I. Field of the Disclosure
The technology of the disclosure relates generally to controlling communication between components coupled via a universal serial bus (USB) compliant connection.
II. Background
Computing devices are frequently built from multiple modules that communicate with one another over some form of data bus. Additionally, one or more peripheral components may be coupled to the computing device through a connector or cable that interoperates with such a data bus. For example, a desktop computer may be coupled to a removable FLASH memory stick by plugging the memory stick into a socket or to a phone by coupling the computer and phone with a cable. Many of the data buses used to interconnect modules or peripheral components may conform to a Universal Serial Bus (USB) protocol. While there are multiple versions of the USB protocol, the most common are USB 2.0 and USB 3.0.
Within the USB protocol, a single USB compliant connector may connect a host to a device having up to thirty-two (32) endpoints. The specification for the USB protocol allows for various types of endpoints, including isochronous, interrupt, control, and bulk. Bulk data transfers are typically bursty and contain a large amount of data that is not time sensitive (for example, a print job being sent to a printer). The specification of the USB protocol mandates fairness amongst the endpoints. This fairness is implemented by providing each endpoint a slot within a microframe. Further, in USB 2.0, fairness is achieved through a round robin format, with the host polling each endpoint of a device in turn. In the case of bulk endpoints, if no data is present, then the bulk endpoint returns a NAK signal. USB 3.0 provides an alternate process by which the endpoint may return a not ready (NRDY) signal, which is stored. Then, when data is available at the bulk endpoint, the device sends an endpoint ready signal (ERDY), and the host may reschedule the transaction.

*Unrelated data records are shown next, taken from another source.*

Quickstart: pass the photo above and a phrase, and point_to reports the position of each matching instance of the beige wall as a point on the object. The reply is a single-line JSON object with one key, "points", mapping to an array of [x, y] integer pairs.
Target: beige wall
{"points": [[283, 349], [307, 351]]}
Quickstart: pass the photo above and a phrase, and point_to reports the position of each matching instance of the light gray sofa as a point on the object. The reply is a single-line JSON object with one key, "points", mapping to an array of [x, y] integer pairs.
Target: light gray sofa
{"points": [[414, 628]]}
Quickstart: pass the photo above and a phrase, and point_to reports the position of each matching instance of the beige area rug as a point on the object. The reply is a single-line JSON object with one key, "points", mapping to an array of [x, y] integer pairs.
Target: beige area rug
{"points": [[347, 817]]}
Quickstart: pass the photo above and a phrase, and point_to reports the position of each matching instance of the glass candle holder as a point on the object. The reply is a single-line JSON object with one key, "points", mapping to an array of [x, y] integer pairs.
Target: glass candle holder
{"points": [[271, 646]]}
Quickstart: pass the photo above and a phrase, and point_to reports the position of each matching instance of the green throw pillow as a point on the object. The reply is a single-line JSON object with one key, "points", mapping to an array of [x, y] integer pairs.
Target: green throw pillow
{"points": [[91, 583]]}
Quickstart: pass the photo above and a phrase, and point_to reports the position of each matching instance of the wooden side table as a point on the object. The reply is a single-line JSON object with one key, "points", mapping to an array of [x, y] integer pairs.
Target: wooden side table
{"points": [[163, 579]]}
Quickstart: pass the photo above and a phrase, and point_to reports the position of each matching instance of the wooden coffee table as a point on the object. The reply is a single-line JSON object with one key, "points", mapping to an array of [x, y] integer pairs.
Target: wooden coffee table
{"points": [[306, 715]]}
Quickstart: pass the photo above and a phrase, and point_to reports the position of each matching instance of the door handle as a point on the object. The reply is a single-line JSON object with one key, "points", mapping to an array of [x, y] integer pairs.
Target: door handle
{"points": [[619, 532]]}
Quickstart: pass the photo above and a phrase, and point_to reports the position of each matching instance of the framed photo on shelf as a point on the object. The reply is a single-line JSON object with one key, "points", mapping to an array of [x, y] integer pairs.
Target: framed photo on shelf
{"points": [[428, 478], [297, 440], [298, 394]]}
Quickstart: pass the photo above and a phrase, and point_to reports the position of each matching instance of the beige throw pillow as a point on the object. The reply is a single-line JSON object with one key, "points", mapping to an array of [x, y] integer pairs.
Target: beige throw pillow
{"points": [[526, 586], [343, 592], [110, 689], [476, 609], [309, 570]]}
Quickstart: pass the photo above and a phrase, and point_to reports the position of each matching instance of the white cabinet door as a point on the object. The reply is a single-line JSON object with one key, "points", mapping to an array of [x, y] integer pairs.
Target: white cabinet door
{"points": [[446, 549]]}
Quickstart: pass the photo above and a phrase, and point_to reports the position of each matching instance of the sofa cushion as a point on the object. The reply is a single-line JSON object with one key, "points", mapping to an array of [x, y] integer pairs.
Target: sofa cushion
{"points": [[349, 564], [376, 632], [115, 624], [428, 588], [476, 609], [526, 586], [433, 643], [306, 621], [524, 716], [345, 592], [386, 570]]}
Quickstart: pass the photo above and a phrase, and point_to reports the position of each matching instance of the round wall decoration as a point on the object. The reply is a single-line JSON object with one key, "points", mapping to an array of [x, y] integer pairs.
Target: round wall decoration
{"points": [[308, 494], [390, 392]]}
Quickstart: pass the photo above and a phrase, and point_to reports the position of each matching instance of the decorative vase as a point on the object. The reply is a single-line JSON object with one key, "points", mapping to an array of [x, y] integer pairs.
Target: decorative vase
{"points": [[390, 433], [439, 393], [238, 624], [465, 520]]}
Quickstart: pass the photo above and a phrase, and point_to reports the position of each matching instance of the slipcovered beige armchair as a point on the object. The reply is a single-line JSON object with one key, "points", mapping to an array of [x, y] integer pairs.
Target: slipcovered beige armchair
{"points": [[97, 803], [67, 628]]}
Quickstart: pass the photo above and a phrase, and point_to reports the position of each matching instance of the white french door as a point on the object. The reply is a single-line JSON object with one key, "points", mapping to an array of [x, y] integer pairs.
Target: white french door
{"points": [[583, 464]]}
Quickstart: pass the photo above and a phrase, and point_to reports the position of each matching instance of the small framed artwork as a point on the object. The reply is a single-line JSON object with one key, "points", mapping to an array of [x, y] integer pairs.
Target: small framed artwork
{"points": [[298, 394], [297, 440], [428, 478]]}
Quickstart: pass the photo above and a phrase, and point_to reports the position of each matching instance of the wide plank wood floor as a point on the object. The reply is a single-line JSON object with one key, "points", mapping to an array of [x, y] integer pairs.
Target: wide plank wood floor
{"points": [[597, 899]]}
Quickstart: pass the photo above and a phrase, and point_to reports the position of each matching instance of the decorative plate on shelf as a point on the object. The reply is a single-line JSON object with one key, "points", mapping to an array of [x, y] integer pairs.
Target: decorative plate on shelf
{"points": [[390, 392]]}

In practice, several bulk endpoints may be polled that repeatedly return NAK signals. The round robin requirement dictates that those same endpoints will be polled again even if the host knows that a different endpoint has data to transfer (for example, because that endpoint had data to transfer the last time it was polled and not all the data fit within the allocated space in the microframe). Further, such constant polling precludes entry into a low power mode. Even in USB 3.0, throughput optimizations may be made based on which endpoints have data to transfer.